Schmidt ran against former State Sen. Ben Kieckhefer in 2014 and 2018 and for a seat on the Washoe County Commission in 2008. Schmidt said he is running this year to combat “abusive, intrusive, arrogant politics” in Nevada government and referred to opponent Sam Toll as a friend and neighbor, a resident of Virginia City, pledging to remove O’Neill from office in part to his “yes” vote in the 2015 session on the commerce tax. Schmidt promised he would be opposed to any similar proposals.
“The government should not be in the business of picking winners and losers,” Schmidt said. “It should get out of subsidizing businesses entirely and it should get out of the way of small businesses. … In October 2016, (O’Neill) voted for all of you to subsidize the stadium in Las Vegas (SB 1). … We’re all on the hook for $750 million that we have guaranteed on that loan. If they wanted the stadium, they should have put up the money.”
Toll, a fifth-generation Gold Hill native and business owner, previously ran for Storey County commissioner. He said as a student, he hitchhiked to high school in Carson City and in 1981, he left a job washing dishes at the Ormsby House and went to California. In 1986, he began a business that grew and had about 75 employees within 10 years earning about $8 million a year, and he said if elected, he looked forward to having more conversations about education, the Second Amendment and other topics.
Toll said one of the top issues facing Nevada today is union overreach.

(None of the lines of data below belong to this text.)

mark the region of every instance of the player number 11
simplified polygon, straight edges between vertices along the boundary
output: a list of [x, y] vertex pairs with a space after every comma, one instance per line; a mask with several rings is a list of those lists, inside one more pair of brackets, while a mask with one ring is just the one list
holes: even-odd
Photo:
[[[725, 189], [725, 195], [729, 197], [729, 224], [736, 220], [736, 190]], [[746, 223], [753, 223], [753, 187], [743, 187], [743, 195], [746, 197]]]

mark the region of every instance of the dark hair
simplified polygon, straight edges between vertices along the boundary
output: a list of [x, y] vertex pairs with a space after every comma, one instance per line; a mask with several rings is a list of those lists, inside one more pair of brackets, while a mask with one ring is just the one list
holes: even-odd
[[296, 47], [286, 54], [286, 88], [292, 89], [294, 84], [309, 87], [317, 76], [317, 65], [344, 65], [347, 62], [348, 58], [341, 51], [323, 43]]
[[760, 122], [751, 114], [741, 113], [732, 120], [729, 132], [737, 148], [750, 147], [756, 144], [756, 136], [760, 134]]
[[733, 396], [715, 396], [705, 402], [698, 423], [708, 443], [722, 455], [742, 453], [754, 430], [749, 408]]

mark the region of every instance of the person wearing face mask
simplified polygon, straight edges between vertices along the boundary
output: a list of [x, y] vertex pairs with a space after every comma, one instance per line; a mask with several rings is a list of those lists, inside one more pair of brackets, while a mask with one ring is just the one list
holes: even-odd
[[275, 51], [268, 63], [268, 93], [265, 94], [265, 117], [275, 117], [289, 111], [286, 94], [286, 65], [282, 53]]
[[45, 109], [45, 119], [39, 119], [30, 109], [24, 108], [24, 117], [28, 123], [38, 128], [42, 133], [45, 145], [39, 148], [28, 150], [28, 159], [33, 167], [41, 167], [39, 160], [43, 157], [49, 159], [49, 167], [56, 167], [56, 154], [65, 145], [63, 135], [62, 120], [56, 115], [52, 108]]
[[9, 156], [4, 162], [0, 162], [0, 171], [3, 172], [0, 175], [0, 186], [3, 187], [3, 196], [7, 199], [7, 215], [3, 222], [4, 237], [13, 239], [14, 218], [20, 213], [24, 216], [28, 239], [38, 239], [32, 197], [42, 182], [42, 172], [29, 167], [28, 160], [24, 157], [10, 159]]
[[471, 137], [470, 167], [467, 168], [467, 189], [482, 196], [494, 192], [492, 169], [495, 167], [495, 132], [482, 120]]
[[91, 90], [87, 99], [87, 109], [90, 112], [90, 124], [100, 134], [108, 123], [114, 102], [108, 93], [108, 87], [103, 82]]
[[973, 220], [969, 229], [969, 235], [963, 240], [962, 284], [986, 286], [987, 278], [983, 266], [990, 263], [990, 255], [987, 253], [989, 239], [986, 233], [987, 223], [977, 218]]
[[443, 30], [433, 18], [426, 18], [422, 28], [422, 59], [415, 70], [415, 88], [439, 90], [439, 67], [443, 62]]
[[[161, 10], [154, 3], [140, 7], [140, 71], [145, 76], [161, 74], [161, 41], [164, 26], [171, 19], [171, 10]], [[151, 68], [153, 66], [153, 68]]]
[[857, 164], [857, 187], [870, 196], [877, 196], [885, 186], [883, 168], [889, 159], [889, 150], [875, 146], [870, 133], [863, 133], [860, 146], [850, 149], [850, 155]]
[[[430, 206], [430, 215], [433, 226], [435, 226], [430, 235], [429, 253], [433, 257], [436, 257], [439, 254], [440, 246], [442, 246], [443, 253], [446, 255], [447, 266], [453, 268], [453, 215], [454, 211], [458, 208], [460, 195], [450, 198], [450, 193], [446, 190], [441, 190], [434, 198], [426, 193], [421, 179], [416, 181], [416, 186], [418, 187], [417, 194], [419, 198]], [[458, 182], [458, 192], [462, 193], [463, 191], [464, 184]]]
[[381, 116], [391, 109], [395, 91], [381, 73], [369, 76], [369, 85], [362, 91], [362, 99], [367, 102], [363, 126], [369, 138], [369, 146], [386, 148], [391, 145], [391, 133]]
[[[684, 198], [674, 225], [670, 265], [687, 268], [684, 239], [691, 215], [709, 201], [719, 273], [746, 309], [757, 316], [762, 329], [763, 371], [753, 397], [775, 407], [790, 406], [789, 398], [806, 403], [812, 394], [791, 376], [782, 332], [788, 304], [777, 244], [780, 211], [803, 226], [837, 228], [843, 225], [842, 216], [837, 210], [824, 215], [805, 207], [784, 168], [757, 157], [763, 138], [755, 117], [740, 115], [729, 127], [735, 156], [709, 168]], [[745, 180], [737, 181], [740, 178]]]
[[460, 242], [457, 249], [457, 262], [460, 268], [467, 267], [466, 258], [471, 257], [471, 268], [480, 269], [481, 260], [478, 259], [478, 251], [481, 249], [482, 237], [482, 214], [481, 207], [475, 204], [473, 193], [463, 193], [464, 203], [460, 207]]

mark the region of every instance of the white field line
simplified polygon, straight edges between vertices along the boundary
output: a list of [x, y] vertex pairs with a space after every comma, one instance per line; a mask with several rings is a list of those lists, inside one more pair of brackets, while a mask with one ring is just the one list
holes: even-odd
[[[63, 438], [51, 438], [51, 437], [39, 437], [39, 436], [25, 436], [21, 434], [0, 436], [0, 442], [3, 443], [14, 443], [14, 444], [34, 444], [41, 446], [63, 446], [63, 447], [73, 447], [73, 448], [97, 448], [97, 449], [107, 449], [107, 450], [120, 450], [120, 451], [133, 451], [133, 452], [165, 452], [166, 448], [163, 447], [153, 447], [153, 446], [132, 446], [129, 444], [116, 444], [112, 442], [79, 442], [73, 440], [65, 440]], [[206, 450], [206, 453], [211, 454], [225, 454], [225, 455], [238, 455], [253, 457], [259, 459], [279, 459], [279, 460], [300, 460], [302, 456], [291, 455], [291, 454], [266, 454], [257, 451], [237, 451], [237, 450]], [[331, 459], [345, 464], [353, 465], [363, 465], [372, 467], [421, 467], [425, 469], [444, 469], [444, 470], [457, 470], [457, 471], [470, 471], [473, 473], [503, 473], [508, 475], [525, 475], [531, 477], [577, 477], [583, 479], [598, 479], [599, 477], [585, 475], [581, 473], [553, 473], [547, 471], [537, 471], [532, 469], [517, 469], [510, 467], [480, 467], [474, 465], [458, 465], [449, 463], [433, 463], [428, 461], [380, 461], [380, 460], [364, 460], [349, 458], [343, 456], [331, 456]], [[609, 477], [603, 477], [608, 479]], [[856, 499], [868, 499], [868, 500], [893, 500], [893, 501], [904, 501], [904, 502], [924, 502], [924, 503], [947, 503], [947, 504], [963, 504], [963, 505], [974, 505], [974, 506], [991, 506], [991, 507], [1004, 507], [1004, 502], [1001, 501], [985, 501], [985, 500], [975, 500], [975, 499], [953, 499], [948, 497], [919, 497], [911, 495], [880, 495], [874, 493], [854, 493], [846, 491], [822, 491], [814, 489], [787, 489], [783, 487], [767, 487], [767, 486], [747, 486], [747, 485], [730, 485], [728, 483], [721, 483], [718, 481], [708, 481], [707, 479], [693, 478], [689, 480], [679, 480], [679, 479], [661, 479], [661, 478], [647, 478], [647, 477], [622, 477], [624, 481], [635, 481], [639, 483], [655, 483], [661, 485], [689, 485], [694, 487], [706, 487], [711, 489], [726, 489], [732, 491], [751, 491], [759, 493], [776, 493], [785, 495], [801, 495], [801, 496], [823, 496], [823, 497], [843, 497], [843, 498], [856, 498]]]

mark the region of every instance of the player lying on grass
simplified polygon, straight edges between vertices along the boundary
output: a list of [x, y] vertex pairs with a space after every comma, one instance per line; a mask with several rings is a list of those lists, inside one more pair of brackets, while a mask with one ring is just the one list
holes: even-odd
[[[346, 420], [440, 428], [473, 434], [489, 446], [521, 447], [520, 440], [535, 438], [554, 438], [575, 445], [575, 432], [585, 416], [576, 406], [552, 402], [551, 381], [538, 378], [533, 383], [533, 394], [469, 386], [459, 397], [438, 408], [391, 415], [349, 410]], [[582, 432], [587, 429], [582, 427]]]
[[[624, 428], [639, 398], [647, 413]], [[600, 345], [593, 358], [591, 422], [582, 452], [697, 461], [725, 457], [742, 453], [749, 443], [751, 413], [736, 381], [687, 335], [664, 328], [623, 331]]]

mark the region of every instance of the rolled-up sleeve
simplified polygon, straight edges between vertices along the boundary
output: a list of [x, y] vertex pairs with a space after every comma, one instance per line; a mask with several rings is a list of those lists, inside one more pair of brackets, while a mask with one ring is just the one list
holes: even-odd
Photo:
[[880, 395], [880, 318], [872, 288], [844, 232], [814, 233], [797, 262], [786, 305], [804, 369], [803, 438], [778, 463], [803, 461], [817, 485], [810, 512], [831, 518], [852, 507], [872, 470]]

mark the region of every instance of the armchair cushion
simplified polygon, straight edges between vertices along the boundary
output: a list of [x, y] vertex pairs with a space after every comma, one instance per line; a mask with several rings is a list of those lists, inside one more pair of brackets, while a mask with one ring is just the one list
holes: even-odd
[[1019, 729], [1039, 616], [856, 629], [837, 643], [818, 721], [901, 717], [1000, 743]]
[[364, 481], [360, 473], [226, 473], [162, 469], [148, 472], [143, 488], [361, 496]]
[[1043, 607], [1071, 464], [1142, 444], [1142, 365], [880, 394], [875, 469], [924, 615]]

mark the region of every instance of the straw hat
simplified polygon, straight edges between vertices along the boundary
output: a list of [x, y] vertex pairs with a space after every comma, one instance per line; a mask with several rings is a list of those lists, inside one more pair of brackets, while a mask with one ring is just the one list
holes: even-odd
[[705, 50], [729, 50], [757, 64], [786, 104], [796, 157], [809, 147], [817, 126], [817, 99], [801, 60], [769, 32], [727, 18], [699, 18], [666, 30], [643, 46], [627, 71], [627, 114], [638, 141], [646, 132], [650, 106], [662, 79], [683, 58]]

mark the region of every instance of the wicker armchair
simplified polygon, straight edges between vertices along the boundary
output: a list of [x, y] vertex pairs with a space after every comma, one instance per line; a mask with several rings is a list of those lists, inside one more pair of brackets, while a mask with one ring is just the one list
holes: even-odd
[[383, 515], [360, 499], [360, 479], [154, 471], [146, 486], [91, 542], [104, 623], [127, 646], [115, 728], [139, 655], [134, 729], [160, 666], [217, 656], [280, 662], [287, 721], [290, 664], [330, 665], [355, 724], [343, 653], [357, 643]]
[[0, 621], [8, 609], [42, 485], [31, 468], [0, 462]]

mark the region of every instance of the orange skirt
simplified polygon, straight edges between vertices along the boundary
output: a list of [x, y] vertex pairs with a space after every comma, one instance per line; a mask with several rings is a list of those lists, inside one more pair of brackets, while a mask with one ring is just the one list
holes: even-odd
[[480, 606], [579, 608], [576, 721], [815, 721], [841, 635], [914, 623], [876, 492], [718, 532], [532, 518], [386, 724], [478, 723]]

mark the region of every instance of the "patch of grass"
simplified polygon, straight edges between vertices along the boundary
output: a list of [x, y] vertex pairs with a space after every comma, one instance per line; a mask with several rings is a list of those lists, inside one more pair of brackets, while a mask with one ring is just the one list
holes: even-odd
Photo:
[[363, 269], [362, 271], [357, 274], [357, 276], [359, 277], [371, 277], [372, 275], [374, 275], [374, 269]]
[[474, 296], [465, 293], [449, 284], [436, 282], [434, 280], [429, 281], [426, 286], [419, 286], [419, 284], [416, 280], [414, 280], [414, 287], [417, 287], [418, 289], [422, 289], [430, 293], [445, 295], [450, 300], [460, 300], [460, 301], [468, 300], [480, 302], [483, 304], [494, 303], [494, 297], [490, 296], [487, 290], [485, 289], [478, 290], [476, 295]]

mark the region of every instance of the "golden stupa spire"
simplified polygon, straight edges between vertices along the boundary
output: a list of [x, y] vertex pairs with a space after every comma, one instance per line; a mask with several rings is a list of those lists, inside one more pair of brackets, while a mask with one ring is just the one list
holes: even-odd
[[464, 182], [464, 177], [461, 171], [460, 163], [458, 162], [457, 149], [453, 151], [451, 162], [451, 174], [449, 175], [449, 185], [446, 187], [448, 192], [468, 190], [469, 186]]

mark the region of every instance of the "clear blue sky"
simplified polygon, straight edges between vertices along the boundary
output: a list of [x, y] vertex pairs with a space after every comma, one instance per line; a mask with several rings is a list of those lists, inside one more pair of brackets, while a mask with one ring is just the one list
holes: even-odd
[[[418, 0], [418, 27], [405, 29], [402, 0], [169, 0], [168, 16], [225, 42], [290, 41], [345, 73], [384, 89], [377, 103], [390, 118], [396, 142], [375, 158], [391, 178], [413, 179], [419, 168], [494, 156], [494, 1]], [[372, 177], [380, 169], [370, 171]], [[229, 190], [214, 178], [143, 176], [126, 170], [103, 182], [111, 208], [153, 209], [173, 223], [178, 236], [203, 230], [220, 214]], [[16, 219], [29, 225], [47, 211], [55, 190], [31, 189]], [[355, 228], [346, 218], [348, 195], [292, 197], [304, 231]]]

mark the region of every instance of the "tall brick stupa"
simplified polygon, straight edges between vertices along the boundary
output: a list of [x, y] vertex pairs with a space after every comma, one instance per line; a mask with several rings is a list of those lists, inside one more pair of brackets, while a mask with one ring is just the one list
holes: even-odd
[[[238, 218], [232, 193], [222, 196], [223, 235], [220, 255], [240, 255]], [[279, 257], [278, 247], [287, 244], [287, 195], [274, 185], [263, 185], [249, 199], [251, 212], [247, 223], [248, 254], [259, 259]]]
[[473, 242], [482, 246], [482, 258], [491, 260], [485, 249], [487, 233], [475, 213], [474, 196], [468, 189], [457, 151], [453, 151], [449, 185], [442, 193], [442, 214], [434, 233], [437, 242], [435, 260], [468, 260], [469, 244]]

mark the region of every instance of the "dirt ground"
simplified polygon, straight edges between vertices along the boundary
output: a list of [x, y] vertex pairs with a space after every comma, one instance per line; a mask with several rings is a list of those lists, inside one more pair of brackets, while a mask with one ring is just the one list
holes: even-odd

“I’ve noticed in attending county commission meetings in Storey, it’s amazing the influence that the public unions have in the entire budget process and how your hard-earned tax dollars are spent,” Toll said. “Every time a new contract comes up for the fire department, all y’all got to leave. Negotiations come up in private. … They must have one heck of a contract.”
He said Nevada’s employees were in need of a tax abatement, sharing his experience going to San Francisco to enjoy season tickets to see the San Francisco Giants’ games and taking note of local efforts to fund their facilities.
“The Oakland A’s are looking into moving to Las Vegas,” Toll said. “Storey County is shouldering a very large portion of that burden. We’ve lost $37 million in revenue. We have officials making north of a $100 grand.”
Asked about education, the candidates said they thought school choice was important to offer families.
Toll said students in Storey County could be offered partnerships with community or school resources in the Tahoe-Reno Industrial Center. He also recommended placing technology in the high school to give students access to more financial literacy courses.
“Calculus is great, but so is balancing your checkbook,” he said.
“We can agree education needs parental involvement,” O’Neill said. “We need to get the state out of directing what needs to be taught. … We have a new funding formula problem that’s supposed to hold Carson City harmless, and that’s questionable, and we still need to keep an eye on that.”
Schmidt said the state does not have a funding problem for its schools.
“It’s a spending problem and we need to bring in as much competition as we can,” he said.
District 40 represents south Reno, Carson City and Washoe County.
Early voting begins May 28. Election Day is June 14.
Schmidt and O’Neill will be on the Republican ballot during the primary. The winner will advance to the November general election where Toll and Democrat Shannon McDaniel will also be on the ballot.